Youth is a Dream


























Paulo Sorrentino - Director-in-Residence

The Tweed Pig has adopted Paulo Sorrentino as our unofficial director-in-residence. (Whit Stillman, I decided, doesn't make enough films for this 'honour'.)

Paolo's films are beautiful, poetic and complex (or simple depending on how much you read into them) — with visual artistry, painstakingly arranged set pieces and unapologetically slow pacing that renders appreciative viewers spellbound.





















Decrepitude

Following on from Consequences of Love and The Great BeautyYouth [Amazon] offers another masculinist character study. With a script written by Paolo, the film contemplates the process of ageing and the consequent malaise when life's arc is descending towards decrepitude.

Michael Caine, dressed by Cesare Attolini of Naples (like Jep Gambardella in The Great Beauty), is superb as Fred Ballinger, a retired composer and conductor. Harvey Keitel, dressed by Brioni, plays Mick Boyle, a director working on a final film he hopes to be his magnum opus.

Fred and Mick are staying at a Swiss hotel, a setting of luxurious decadence. The two act as observers rather than participants, mulling their loss of vigour and creative spark as eccentric characters inhabit the mise en scène.

Mick is feeling nostalgic for the enthusiasms that fired his youth and inspired his creativity. Deep down he knows he has lost his edge in film making and the capability of having original ideas.

Fred has turned his back on his professional life, despite advances from the Queen's emissary to perform his most famous work, Simple Songs. He shuns the requests, and later explains with great poignancy why he has lost his enthusiasm.

Composer David Lang composed the original music for the film, including the moving Simple Song #3, which we get to hear in the film.





















No Future

Caught up in their own predicament, the two men seem particularly helpless concerning their children. Fred's daughter, Lena, is also staying at the hotel and is married to Mick's son. Their children's marriage is falling apart. If greater insight is meant to come with age, the men are unable to offer any.
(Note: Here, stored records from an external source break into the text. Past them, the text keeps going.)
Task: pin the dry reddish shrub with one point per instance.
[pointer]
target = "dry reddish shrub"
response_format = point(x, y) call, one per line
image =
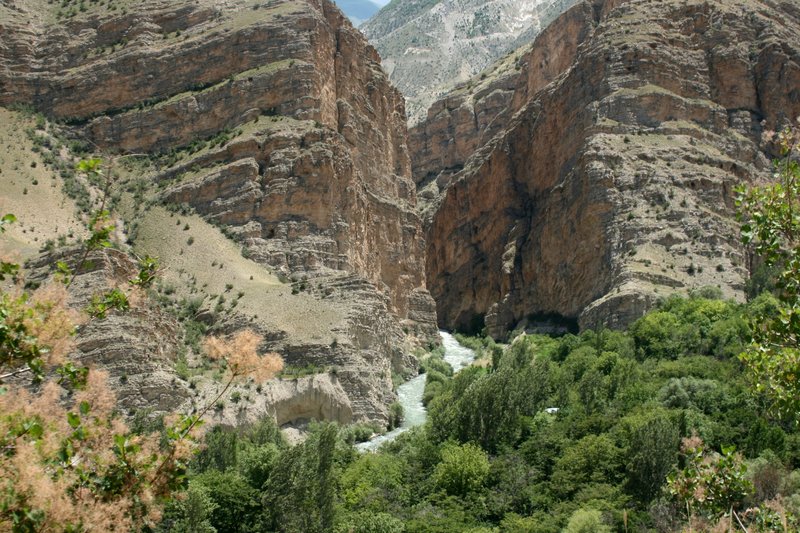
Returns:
point(68, 468)
point(241, 356)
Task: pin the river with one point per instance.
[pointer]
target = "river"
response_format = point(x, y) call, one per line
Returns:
point(409, 394)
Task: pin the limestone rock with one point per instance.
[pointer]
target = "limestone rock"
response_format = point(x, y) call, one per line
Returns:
point(274, 121)
point(600, 174)
point(430, 47)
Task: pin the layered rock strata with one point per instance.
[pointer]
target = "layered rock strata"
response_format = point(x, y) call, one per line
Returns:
point(273, 120)
point(593, 172)
point(430, 47)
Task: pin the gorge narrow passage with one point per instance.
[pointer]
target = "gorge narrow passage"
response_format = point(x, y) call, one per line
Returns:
point(409, 394)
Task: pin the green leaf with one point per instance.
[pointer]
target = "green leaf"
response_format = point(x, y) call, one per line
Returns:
point(73, 420)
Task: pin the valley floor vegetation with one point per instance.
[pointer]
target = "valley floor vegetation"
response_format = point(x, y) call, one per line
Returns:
point(686, 421)
point(651, 429)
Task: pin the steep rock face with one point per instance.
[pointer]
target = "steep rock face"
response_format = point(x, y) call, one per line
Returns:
point(272, 119)
point(428, 47)
point(137, 348)
point(610, 182)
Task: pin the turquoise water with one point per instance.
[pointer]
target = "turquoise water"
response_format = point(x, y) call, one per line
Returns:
point(409, 394)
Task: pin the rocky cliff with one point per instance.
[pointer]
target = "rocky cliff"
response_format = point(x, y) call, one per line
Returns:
point(593, 171)
point(273, 121)
point(428, 47)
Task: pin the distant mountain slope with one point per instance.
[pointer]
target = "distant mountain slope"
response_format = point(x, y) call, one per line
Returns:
point(582, 179)
point(430, 46)
point(358, 10)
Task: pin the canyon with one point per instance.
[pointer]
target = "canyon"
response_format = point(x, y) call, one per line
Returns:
point(312, 180)
point(593, 172)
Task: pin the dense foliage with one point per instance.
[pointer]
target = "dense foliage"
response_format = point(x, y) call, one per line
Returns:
point(641, 430)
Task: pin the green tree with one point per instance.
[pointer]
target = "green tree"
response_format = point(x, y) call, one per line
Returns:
point(586, 521)
point(463, 469)
point(194, 511)
point(299, 494)
point(771, 224)
point(235, 503)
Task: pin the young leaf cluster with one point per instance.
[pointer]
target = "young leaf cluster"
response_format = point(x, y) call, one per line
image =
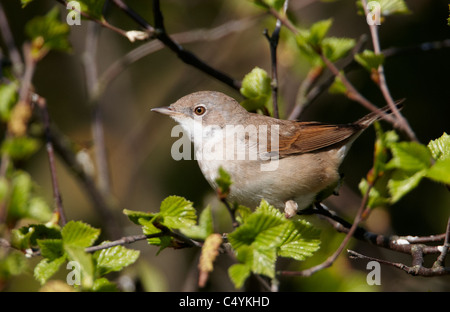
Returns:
point(400, 166)
point(58, 246)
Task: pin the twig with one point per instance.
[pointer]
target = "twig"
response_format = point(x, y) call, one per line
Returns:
point(90, 67)
point(273, 42)
point(441, 259)
point(186, 56)
point(59, 211)
point(152, 46)
point(14, 54)
point(381, 81)
point(330, 260)
point(101, 203)
point(414, 270)
point(102, 23)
As the film progresses, the men arrive at different conclusions as to how they might accommodate past accomplishments with the impotency of the present and the colourlessness of the future.

I think I've made the film sound very bleak, when it actually has lots of humour in it. As well as being an absolute visual feast, it has one of Michael Caine's finest performances. And his hair has never looked better.

Roll on the next Paolo Sorrentino offering. I'm hearing very good things about The Young Pope with Jude Law.